We just need the binary matrix as input (from
get_binary_matrix()) and we can define the antibiotic, the
column containing the ecoff and a threshold for the number of samples a
marker is present in.
CHL_logist <- amr_logistic(
binary_matrix = CHL_bin_mat,
pheno_drug = "chloramphenicol",
ecoff_col = "ecoff",
maf = 10,
single_plot = TRUE
)
# model coefficients
CHL_logist$modelR
#> # A tibble: 5 × 5
#> marker est ci.lower ci.upper pval
#> <chr> <dbl> <dbl> <dbl> <dbl>
#> 1 (Intercept) 0.295 -0.555 1.14 0.496
#> 2 cmlA1 1.84 0.866 2.81 0.000211
#> 3 catA1 2.00 1.10 2.91 0.0000134
#> 4 catB3 -0.611 -2.08 0.857 0.415
#> 5 catB3 (truncated) -2.47 -3.38 -1.56 0.0000000980This plot shows that both catA1 and cmlA1 have a strong positive association with phenotypic resistance whereas truncated catB3 has a strong negative association with resistance (i.e. a stronger association with susceptibility to chloramphenicol).

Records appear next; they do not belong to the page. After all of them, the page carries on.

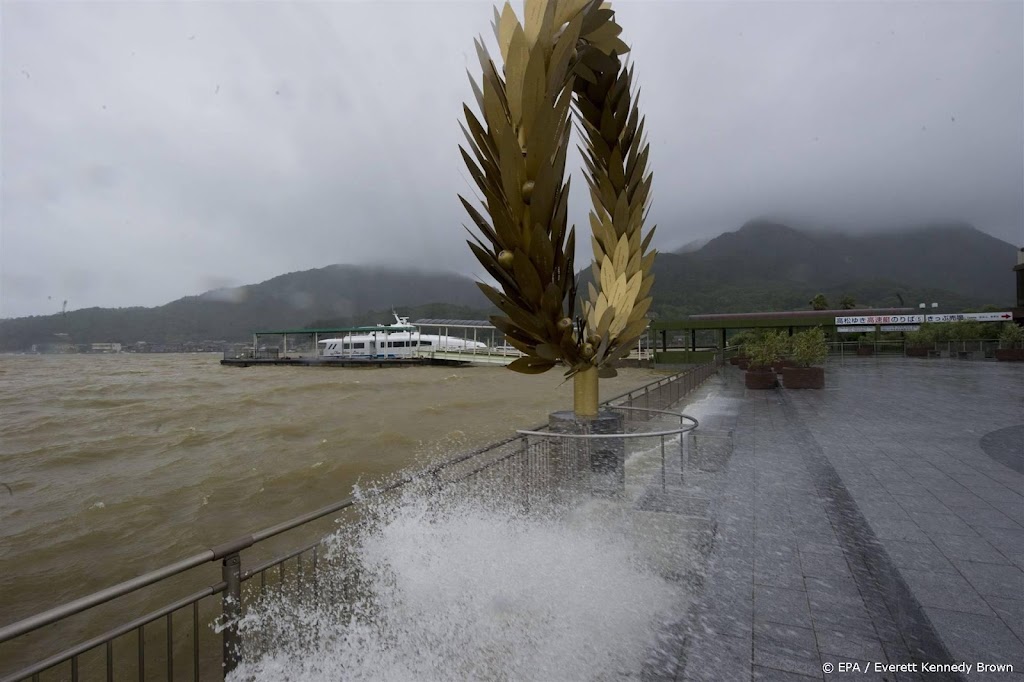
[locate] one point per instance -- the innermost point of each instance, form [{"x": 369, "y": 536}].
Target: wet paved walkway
[{"x": 877, "y": 521}]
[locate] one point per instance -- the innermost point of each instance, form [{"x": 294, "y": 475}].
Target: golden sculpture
[{"x": 564, "y": 59}]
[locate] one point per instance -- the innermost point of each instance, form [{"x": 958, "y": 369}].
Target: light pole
[{"x": 924, "y": 311}]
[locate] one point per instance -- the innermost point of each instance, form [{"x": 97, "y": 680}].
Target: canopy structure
[{"x": 723, "y": 323}]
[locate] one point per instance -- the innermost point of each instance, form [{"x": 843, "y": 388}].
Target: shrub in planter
[
  {"x": 808, "y": 348},
  {"x": 920, "y": 342},
  {"x": 865, "y": 346},
  {"x": 763, "y": 352},
  {"x": 1011, "y": 343},
  {"x": 741, "y": 340}
]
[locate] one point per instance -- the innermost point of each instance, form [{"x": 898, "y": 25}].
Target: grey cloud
[{"x": 150, "y": 150}]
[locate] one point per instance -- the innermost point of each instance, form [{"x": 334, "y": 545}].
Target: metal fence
[
  {"x": 172, "y": 641},
  {"x": 970, "y": 349}
]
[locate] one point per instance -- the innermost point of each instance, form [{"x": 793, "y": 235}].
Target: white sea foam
[{"x": 455, "y": 589}]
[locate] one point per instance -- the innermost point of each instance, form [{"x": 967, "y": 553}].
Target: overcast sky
[{"x": 153, "y": 151}]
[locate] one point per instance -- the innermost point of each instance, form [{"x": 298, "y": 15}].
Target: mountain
[
  {"x": 764, "y": 265},
  {"x": 767, "y": 265},
  {"x": 341, "y": 294}
]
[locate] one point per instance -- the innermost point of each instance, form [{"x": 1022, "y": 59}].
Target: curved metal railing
[{"x": 662, "y": 393}]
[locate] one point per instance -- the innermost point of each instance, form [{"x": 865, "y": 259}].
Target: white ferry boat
[{"x": 397, "y": 340}]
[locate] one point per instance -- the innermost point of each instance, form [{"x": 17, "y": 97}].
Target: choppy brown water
[{"x": 118, "y": 464}]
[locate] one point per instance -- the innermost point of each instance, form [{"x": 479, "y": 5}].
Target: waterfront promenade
[{"x": 879, "y": 522}]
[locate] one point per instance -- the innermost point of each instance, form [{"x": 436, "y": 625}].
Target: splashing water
[{"x": 457, "y": 589}]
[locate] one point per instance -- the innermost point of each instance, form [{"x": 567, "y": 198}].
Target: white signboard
[
  {"x": 977, "y": 316},
  {"x": 881, "y": 320}
]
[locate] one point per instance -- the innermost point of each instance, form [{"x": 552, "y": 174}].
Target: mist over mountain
[
  {"x": 341, "y": 294},
  {"x": 764, "y": 265},
  {"x": 768, "y": 265}
]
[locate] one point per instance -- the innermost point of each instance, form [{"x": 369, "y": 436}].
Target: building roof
[
  {"x": 775, "y": 318},
  {"x": 337, "y": 330},
  {"x": 431, "y": 322}
]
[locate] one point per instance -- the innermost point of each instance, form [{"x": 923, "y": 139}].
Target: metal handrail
[{"x": 229, "y": 551}]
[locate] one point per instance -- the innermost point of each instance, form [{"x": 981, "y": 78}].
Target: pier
[{"x": 300, "y": 360}]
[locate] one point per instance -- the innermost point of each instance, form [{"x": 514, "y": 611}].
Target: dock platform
[{"x": 343, "y": 361}]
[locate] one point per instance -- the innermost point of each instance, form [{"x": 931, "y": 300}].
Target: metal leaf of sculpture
[{"x": 564, "y": 60}]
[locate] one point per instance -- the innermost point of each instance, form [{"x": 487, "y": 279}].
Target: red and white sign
[
  {"x": 976, "y": 316},
  {"x": 881, "y": 320}
]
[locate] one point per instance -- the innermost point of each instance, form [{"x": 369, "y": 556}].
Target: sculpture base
[{"x": 604, "y": 459}]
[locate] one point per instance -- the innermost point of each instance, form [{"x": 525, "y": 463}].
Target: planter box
[
  {"x": 761, "y": 379},
  {"x": 804, "y": 377},
  {"x": 779, "y": 365}
]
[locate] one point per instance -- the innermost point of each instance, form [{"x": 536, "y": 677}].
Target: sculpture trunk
[{"x": 585, "y": 392}]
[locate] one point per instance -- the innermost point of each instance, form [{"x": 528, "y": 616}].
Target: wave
[{"x": 455, "y": 589}]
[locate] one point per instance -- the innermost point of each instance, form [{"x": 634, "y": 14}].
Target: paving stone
[
  {"x": 963, "y": 548},
  {"x": 949, "y": 524},
  {"x": 990, "y": 517},
  {"x": 808, "y": 665},
  {"x": 849, "y": 644},
  {"x": 973, "y": 637},
  {"x": 920, "y": 556},
  {"x": 1012, "y": 612},
  {"x": 1007, "y": 541},
  {"x": 780, "y": 605},
  {"x": 833, "y": 587},
  {"x": 946, "y": 591},
  {"x": 904, "y": 530},
  {"x": 717, "y": 658},
  {"x": 771, "y": 675},
  {"x": 921, "y": 503},
  {"x": 993, "y": 580},
  {"x": 819, "y": 565}
]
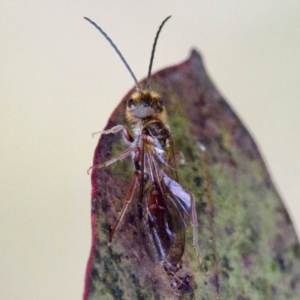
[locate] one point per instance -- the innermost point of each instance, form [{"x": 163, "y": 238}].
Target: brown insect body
[
  {"x": 162, "y": 201},
  {"x": 161, "y": 221}
]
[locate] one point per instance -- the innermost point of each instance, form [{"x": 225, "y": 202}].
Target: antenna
[
  {"x": 153, "y": 50},
  {"x": 118, "y": 52}
]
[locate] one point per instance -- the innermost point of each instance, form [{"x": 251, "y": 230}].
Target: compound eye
[{"x": 130, "y": 104}]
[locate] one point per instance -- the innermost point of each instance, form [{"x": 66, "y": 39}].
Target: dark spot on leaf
[
  {"x": 197, "y": 181},
  {"x": 242, "y": 298},
  {"x": 296, "y": 250}
]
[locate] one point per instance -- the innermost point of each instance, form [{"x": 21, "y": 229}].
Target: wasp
[{"x": 163, "y": 204}]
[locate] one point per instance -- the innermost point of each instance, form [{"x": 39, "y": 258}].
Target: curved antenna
[
  {"x": 118, "y": 52},
  {"x": 153, "y": 50}
]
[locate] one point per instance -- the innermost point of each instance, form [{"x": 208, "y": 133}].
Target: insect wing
[{"x": 162, "y": 227}]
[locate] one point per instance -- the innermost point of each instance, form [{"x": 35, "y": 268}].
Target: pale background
[{"x": 60, "y": 80}]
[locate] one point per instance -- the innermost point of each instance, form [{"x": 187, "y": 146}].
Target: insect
[{"x": 162, "y": 202}]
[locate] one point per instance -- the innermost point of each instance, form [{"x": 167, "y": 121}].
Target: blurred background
[{"x": 60, "y": 80}]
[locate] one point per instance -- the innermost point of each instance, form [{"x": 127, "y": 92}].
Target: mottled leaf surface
[{"x": 245, "y": 234}]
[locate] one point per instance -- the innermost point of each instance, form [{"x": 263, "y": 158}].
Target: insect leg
[
  {"x": 128, "y": 199},
  {"x": 116, "y": 129},
  {"x": 113, "y": 160}
]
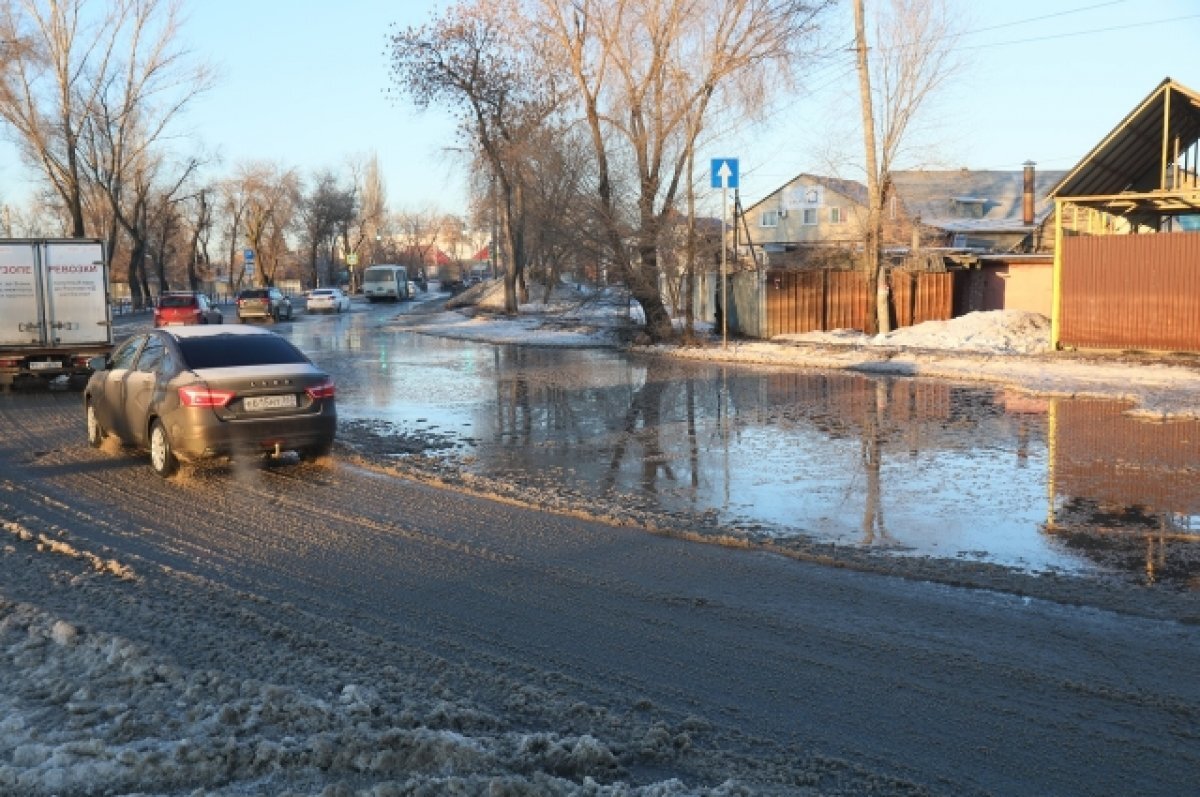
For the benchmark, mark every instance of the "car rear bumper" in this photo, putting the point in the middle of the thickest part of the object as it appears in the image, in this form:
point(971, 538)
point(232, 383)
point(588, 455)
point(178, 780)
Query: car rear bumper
point(215, 438)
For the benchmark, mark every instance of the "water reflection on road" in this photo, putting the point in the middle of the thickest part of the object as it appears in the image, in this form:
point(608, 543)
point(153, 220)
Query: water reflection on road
point(910, 466)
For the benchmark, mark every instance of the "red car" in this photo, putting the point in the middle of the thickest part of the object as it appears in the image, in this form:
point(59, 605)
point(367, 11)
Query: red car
point(185, 307)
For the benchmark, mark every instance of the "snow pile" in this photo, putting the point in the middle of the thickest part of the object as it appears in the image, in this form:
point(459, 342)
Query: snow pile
point(571, 318)
point(90, 713)
point(996, 331)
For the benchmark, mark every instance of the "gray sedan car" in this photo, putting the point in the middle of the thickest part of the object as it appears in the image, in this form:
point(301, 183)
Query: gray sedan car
point(198, 393)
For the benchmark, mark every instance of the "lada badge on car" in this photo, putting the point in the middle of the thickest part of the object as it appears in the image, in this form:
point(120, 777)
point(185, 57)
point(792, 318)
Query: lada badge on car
point(256, 403)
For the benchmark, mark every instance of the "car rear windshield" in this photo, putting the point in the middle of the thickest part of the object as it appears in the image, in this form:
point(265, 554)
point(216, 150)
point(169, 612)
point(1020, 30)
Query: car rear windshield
point(226, 351)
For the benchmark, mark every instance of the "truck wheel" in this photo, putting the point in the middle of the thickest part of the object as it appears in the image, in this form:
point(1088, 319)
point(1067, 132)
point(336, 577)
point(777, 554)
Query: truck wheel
point(162, 459)
point(95, 431)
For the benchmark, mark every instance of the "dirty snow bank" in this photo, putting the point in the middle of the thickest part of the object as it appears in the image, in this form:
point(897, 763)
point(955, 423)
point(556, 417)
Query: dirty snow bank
point(1009, 347)
point(91, 713)
point(574, 317)
point(997, 331)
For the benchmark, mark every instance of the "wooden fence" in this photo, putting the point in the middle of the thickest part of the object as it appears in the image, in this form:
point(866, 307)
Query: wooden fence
point(803, 301)
point(1132, 292)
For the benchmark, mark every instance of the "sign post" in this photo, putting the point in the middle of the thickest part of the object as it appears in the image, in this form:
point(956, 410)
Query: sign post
point(724, 177)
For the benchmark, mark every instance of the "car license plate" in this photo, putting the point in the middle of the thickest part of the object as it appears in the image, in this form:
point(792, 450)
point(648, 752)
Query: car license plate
point(257, 403)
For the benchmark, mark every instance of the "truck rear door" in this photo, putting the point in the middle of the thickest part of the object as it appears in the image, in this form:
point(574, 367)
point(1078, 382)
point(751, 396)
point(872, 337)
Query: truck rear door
point(21, 318)
point(77, 287)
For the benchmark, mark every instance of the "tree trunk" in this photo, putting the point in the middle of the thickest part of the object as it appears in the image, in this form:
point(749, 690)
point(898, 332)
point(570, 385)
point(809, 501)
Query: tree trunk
point(880, 319)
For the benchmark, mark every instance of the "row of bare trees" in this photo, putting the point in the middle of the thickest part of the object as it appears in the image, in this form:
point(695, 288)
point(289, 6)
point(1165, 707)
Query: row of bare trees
point(598, 108)
point(93, 93)
point(585, 119)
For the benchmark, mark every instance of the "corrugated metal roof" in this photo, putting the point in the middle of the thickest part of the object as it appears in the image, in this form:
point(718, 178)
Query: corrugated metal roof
point(1131, 157)
point(936, 197)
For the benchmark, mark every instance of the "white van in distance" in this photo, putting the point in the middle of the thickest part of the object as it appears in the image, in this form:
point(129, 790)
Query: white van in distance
point(385, 283)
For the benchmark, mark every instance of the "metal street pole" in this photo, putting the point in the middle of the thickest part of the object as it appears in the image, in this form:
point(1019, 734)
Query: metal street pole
point(725, 305)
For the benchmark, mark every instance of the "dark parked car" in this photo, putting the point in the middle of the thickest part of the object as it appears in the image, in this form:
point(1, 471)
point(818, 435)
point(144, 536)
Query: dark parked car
point(185, 307)
point(197, 393)
point(268, 304)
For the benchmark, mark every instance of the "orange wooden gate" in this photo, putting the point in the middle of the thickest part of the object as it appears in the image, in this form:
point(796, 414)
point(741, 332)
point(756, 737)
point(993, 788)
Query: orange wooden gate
point(1132, 292)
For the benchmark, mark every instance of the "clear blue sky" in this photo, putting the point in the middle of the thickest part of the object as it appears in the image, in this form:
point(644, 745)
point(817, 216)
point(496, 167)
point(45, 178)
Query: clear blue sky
point(304, 83)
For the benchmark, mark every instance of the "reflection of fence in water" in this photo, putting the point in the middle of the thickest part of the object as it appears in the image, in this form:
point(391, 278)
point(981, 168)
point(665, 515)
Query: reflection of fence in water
point(1123, 491)
point(1114, 460)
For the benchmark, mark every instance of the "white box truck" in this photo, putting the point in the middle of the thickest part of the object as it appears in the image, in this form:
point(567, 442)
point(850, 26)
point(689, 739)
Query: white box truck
point(385, 282)
point(54, 309)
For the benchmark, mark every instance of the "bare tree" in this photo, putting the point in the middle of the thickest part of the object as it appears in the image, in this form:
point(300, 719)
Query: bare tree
point(79, 65)
point(273, 196)
point(646, 76)
point(233, 201)
point(198, 221)
point(474, 60)
point(322, 211)
point(913, 58)
point(417, 233)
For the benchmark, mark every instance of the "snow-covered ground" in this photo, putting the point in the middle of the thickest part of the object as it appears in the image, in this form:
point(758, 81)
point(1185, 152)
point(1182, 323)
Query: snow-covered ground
point(91, 713)
point(1008, 347)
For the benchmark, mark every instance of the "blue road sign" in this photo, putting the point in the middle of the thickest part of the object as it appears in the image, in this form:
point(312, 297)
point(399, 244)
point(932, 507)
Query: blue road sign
point(725, 173)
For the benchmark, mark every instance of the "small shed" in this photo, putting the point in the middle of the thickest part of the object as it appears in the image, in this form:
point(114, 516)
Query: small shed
point(1127, 232)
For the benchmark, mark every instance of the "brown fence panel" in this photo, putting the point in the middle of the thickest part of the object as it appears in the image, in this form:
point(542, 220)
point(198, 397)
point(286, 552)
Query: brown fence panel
point(795, 301)
point(1132, 292)
point(921, 297)
point(846, 300)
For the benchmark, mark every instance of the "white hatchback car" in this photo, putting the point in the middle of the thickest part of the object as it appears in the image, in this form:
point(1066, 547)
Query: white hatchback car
point(330, 300)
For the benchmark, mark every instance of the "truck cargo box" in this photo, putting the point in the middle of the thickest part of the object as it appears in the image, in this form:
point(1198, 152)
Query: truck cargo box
point(54, 309)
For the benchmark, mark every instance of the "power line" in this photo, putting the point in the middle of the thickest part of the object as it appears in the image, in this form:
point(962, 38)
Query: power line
point(1081, 33)
point(1057, 13)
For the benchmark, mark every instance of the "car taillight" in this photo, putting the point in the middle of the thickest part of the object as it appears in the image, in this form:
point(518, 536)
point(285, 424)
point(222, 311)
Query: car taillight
point(198, 396)
point(324, 390)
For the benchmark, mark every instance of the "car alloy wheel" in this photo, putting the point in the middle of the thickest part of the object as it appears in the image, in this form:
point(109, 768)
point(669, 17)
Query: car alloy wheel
point(162, 459)
point(95, 431)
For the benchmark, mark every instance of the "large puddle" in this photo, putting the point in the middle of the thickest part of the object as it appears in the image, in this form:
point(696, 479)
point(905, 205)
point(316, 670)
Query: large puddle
point(912, 467)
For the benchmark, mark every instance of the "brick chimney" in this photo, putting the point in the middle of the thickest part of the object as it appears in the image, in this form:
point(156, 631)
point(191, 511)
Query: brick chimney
point(1027, 195)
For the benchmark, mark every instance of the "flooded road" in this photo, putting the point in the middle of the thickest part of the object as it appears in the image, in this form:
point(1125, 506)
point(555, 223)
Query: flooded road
point(900, 466)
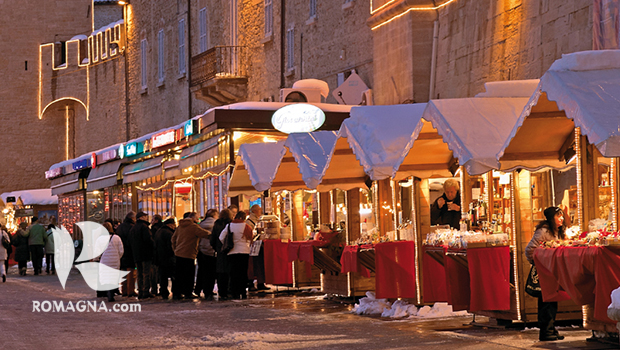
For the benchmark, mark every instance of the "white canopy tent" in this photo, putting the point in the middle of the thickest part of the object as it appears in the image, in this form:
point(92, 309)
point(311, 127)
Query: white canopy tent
point(582, 90)
point(475, 129)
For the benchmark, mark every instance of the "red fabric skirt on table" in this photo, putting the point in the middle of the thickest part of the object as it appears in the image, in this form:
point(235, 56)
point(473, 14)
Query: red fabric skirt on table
point(457, 280)
point(350, 262)
point(489, 277)
point(278, 270)
point(395, 270)
point(433, 280)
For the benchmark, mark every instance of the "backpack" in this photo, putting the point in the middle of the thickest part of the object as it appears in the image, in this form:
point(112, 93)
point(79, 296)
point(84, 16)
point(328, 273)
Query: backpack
point(229, 242)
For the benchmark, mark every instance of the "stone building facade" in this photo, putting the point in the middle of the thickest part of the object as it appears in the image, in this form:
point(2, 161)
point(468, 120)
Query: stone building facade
point(31, 144)
point(476, 41)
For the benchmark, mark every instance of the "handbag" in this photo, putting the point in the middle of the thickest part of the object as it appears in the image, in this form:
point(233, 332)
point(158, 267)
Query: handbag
point(532, 285)
point(229, 242)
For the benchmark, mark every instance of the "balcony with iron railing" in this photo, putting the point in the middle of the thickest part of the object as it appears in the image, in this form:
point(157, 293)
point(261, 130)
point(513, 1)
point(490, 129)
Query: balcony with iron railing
point(219, 75)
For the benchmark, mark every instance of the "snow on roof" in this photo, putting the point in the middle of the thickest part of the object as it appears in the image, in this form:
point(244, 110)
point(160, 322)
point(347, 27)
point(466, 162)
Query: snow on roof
point(510, 88)
point(273, 106)
point(33, 197)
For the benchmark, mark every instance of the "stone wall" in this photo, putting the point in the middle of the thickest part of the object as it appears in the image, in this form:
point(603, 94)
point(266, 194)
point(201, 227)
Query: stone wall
point(32, 145)
point(490, 40)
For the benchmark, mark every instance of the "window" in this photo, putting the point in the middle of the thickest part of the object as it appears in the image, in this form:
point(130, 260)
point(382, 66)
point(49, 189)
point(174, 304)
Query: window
point(312, 8)
point(204, 38)
point(143, 63)
point(290, 44)
point(160, 56)
point(268, 17)
point(181, 46)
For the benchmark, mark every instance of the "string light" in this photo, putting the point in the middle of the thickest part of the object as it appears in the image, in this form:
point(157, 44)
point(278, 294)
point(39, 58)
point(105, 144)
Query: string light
point(414, 223)
point(404, 12)
point(186, 179)
point(579, 184)
point(515, 259)
point(614, 186)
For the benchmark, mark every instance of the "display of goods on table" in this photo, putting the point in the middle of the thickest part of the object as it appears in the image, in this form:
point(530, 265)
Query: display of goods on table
point(586, 239)
point(587, 275)
point(470, 270)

Experimental evolution analysis by Graf et al., 2024 suggested that these catB3 silencing events are highly stable under antibiotic pressure, reinforcing the potential for chloramphenicol to be reintroduced as a targeted reserve agent for ESBL-E infections in low-resource settings.